Re: Ivory (per term indexing) with Hadoop

Posted by Leonardo Gamas <le...@jusbrasil.com.br>.
Luiz,

You could create a class that implements the Writable interface and holds
Doc-ID and TF, let's say DocTF. Then you emit it with context.write(term,
DocTF) in your Mapper class.
Another option is to use a generic Pair<A,B>, that implements Writable, to
hold your data.

P.S.: It's not mandatory to implement Writable. You could use another
serialization framework, but Writable will work without any additional
configuration.

2012/1/25 Luiz Antonio Falaguasta Barbosa <la...@gmail.com>

> People,
>
> Only for explain it better, this is figure 4:
>
> [image: image.png]
>
> It seems to be difficult to implement lines 9 to 11 of map method.
>
> Does anybody how to do this? I'd tried to find it in Ivory (
> http://lintool.github.com/Ivory/) and Cloud9 (https://github.com/lintool/*
> *Cloud9 <https://github.com/lintool/Cloud9>) but I didn't get.
>
> Regards,
>
> Luiz
>
>
> 2012/1/25 Luiz Antonio Falaguasta Barbosa <la...@gmail.com>
>
>> Hi people,
>>
>> Please, does somebody know where could I find an implementation of per
>> term inverted indexing (Ivory), like that showed in figure 4 of paper
>> http://www.dcs.gla.ac.uk/~richardm/papers/IPM_MapReduce.pdf ?
>>
>> I just would like to take some source code like that
>> http://developer.yahoo.com/hadoop/tutorial/module4.html and change it
>> with the per term indexing.
>>
>> Does somebody have it?
>>
>> Thanks in advance!
>>
>> Regards,
>>
>> Luiz
>
>
>
>
> --
> []s,
>
> Luiz
>



-- 

*Leonardo Gamas*
Software Engineer
T +55 (71) 3494-3514
C +55 (75) 8134-7440
leogamas@jusbrasil.com.br
www.jusbrasil.com.br

Re: Ivory (per term indexing) with Hadoop

Posted by Luiz Antonio Falaguasta Barbosa <la...@gmail.com>.
People,

Only for explain it better, this is figure 4:

[image: image.png]

It seems to be difficult to implement lines 9 to 11 of map method.

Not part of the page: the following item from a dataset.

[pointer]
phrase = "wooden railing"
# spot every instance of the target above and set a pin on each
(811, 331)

Does anybody how to do this? I'd tried to find it in Ivory (
http://lintool.github.com/Ivory/) and Cloud9 (https://github.com/lintool/**
Cloud9 <https://github.com/lintool/Cloud9>) but I didn't get.

Regards,

Luiz

2012/1/25 Luiz Antonio Falaguasta Barbosa <la...@gmail.com>

> Hi people,
>
> Please, does somebody know where could I find an implementation of per
> term inverted indexing (Ivory), like that showed in figure 4 of paper
> http://www.dcs.gla.ac.uk/~richardm/papers/IPM_MapReduce.pdf ?
>
> I just would like to take some source code like that
> http://developer.yahoo.com/hadoop/tutorial/module4.html and change it
> with the per term indexing.
>
> Does somebody have it?
>
> Thanks in advance!
>
> Regards,
>
> Luiz




-- 
[]s,

Luiz